Calculation of Water Levels in Jars with Different Capacities

This problem presents a scenario where equal volumes of water are introduced into two jars of distinct capacities. Here’s a breakdown of the situation and the outcome when the water from one jar is transferred to the other.

Initial Setup

– Larger Jar: When filled with a certain volume of water, it reaches \(\frac{1}{4}\) of its full capacity.
– Smaller Jar: The same volume of water fills this jar to \(\frac{1}{3}\) of its capacity, indicating its smaller size compared to the larger jar.

Transfer Process and Outcome

Upon transferring the water from the smaller jar (which is \(\frac{1}{3}\) full) into the larger jar (\(\frac{1}{4}\) full), we aim to understand how the water level changes in the larger jar.

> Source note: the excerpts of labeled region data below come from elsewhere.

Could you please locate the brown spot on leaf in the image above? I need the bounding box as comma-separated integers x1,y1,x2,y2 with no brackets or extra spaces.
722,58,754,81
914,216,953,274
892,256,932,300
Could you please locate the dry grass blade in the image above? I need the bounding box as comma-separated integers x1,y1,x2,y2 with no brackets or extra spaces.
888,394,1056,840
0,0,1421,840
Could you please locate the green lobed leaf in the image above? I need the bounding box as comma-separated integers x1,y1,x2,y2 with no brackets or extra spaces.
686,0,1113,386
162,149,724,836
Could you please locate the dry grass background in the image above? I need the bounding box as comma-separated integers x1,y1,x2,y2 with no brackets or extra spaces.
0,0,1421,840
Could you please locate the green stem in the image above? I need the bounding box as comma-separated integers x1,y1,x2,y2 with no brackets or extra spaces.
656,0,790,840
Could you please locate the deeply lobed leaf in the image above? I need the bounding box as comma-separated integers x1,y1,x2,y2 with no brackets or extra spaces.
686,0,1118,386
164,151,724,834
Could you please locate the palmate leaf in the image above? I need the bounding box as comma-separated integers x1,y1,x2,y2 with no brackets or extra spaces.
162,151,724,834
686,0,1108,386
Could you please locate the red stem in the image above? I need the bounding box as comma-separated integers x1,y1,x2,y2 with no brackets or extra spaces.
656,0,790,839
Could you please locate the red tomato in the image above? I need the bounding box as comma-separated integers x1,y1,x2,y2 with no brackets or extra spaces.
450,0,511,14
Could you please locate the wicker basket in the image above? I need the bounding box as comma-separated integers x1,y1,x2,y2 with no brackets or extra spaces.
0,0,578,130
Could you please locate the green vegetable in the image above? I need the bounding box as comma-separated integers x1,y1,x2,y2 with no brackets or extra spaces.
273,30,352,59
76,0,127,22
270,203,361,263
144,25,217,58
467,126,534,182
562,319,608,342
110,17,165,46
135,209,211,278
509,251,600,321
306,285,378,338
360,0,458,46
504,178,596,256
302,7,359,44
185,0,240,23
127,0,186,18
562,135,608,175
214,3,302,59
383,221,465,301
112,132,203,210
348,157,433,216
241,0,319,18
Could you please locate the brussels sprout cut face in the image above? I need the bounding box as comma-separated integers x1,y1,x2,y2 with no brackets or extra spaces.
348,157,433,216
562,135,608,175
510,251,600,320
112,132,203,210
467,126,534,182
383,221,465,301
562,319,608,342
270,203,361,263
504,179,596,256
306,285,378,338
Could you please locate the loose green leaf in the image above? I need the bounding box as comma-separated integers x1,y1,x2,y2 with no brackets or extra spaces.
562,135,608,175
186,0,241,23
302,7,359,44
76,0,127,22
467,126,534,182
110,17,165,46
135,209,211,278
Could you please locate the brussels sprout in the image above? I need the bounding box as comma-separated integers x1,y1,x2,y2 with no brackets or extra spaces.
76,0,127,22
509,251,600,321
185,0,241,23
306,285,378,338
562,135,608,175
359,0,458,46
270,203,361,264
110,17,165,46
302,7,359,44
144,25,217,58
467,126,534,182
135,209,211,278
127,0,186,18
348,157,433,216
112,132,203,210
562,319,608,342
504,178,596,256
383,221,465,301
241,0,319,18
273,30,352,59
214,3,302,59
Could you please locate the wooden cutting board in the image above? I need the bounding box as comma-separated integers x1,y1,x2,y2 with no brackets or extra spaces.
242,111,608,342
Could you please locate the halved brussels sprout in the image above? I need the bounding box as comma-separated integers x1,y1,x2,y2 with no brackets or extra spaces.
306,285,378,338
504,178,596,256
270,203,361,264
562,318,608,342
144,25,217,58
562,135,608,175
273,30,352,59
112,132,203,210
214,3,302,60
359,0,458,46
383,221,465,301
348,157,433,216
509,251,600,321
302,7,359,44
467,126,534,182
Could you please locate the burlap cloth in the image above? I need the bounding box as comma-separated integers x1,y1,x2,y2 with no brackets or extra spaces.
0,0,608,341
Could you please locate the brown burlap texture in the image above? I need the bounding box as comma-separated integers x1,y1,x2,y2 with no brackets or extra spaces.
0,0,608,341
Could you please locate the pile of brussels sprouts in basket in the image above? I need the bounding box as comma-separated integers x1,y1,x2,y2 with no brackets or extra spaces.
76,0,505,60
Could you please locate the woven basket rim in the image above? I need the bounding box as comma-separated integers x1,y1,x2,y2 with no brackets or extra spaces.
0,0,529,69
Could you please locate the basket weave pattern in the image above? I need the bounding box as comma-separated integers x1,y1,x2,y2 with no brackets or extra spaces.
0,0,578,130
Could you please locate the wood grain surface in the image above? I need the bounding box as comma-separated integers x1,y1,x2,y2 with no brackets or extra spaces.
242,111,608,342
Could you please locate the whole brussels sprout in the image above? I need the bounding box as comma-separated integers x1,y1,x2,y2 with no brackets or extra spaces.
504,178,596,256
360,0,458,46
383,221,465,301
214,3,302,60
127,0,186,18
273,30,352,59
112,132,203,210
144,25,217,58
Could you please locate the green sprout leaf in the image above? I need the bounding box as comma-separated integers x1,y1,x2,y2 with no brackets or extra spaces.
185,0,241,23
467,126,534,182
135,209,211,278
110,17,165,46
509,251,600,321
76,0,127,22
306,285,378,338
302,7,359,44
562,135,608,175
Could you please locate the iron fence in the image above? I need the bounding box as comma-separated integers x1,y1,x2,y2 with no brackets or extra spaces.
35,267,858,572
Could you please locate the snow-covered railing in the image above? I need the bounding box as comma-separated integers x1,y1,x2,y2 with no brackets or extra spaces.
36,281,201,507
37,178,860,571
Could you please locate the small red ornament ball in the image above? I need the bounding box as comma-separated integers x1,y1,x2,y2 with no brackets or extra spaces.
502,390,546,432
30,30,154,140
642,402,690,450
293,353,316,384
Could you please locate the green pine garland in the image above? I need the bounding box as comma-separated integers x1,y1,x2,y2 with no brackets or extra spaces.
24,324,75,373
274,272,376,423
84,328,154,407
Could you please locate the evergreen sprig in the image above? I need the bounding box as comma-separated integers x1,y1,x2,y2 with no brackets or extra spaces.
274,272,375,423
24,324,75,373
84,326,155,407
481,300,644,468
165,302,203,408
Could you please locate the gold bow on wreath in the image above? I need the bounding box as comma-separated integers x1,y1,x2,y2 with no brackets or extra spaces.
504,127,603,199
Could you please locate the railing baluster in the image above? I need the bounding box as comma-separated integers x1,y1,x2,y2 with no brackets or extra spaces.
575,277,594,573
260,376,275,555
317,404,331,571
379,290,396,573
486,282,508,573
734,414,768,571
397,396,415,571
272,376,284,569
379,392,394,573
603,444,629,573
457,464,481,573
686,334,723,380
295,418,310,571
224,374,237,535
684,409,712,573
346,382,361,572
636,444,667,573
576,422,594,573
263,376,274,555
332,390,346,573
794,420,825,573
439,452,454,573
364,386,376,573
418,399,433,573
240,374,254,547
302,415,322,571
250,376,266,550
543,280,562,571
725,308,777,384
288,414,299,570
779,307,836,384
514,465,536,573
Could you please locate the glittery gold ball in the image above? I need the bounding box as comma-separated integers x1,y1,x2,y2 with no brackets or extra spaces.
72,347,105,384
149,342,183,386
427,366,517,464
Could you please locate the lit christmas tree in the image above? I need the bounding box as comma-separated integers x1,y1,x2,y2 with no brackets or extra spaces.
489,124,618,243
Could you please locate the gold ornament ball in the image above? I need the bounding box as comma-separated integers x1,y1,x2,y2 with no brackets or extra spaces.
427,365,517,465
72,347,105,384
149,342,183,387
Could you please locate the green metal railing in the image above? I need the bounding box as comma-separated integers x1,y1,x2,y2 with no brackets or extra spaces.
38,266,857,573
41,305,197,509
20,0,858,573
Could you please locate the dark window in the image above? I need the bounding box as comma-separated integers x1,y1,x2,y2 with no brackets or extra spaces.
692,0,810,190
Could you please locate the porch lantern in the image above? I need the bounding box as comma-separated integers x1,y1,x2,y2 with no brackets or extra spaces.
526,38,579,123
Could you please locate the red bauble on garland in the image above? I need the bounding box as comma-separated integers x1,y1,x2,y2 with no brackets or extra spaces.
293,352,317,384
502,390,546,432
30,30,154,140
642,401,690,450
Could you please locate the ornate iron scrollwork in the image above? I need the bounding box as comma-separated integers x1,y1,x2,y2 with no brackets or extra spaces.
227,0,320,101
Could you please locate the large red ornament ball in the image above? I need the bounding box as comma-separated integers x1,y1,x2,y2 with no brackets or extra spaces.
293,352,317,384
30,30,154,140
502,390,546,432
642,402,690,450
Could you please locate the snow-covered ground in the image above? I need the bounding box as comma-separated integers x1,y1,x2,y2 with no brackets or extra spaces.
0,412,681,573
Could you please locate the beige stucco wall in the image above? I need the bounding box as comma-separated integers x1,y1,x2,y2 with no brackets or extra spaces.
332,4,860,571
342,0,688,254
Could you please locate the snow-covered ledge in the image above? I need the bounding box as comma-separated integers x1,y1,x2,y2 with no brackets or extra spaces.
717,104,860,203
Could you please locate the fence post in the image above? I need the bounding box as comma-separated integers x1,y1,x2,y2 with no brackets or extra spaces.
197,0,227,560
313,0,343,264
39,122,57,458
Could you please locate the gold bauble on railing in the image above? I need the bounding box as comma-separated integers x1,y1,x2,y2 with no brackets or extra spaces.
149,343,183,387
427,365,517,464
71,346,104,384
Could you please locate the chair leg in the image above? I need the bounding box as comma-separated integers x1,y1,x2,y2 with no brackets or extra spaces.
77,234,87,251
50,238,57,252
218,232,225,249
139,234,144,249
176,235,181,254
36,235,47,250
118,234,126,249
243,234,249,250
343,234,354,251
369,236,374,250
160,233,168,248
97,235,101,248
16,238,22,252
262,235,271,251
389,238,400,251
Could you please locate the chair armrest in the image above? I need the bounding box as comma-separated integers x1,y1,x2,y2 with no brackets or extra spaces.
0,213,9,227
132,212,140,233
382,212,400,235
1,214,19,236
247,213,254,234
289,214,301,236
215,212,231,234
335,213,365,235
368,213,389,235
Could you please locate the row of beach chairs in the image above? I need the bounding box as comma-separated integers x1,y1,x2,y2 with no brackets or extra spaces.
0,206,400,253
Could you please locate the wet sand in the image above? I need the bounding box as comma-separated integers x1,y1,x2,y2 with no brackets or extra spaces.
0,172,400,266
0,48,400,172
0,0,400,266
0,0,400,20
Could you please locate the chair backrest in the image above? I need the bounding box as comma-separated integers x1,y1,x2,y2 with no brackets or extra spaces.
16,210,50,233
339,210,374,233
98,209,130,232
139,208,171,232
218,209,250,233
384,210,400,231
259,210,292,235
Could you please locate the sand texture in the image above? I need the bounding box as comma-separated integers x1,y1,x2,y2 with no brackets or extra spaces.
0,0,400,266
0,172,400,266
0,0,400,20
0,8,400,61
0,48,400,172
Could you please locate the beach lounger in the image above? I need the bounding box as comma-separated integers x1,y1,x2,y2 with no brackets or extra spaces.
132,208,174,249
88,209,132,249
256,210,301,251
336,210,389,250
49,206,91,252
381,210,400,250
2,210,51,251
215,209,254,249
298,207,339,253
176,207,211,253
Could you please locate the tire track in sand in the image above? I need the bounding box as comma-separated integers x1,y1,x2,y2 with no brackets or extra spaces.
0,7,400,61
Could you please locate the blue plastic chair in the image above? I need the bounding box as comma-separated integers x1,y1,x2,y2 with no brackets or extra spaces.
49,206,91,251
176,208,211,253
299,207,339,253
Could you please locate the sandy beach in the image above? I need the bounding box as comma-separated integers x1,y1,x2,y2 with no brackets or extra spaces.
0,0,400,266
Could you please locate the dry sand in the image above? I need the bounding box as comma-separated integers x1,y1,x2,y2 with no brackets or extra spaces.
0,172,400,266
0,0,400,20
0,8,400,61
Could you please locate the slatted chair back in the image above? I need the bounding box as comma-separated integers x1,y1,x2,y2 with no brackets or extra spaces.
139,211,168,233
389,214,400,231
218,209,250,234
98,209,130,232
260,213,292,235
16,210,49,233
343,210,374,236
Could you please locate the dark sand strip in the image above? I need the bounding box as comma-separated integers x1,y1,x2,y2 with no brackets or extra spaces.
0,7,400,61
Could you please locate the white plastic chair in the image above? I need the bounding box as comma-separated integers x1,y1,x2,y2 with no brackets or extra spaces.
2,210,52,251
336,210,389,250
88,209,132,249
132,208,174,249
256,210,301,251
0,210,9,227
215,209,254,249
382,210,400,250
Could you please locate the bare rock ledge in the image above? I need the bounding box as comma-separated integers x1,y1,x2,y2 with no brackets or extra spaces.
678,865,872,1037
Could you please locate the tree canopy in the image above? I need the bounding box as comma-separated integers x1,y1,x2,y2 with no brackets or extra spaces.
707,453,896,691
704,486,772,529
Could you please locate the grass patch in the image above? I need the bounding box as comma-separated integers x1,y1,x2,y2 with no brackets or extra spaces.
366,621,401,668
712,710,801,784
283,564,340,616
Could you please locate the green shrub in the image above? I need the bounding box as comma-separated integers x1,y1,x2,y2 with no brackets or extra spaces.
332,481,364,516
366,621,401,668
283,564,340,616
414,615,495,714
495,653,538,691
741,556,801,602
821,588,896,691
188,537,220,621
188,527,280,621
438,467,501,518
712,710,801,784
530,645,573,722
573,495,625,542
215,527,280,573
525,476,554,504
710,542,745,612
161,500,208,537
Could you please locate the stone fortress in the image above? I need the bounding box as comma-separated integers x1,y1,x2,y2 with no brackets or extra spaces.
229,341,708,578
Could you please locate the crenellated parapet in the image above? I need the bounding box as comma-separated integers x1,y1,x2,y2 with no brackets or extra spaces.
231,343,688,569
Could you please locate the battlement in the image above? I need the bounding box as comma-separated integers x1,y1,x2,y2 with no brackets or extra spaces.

– Observation: Since the initial amounts of water in both jars are equal, transferring the water from the smaller jar to the larger one effectively doubles the amount of water in the larger jar.

– Mathematical Representation: The act of pouring water from the smaller jar doubles the water volume in the larger jar, leading to the equation \(2 \times \frac{1}{4} = \frac{1}{2}\).

Conclusion

Therefore, after the water from the smaller jar is poured into it, the larger jar becomes \(\frac{1}{2}\) full.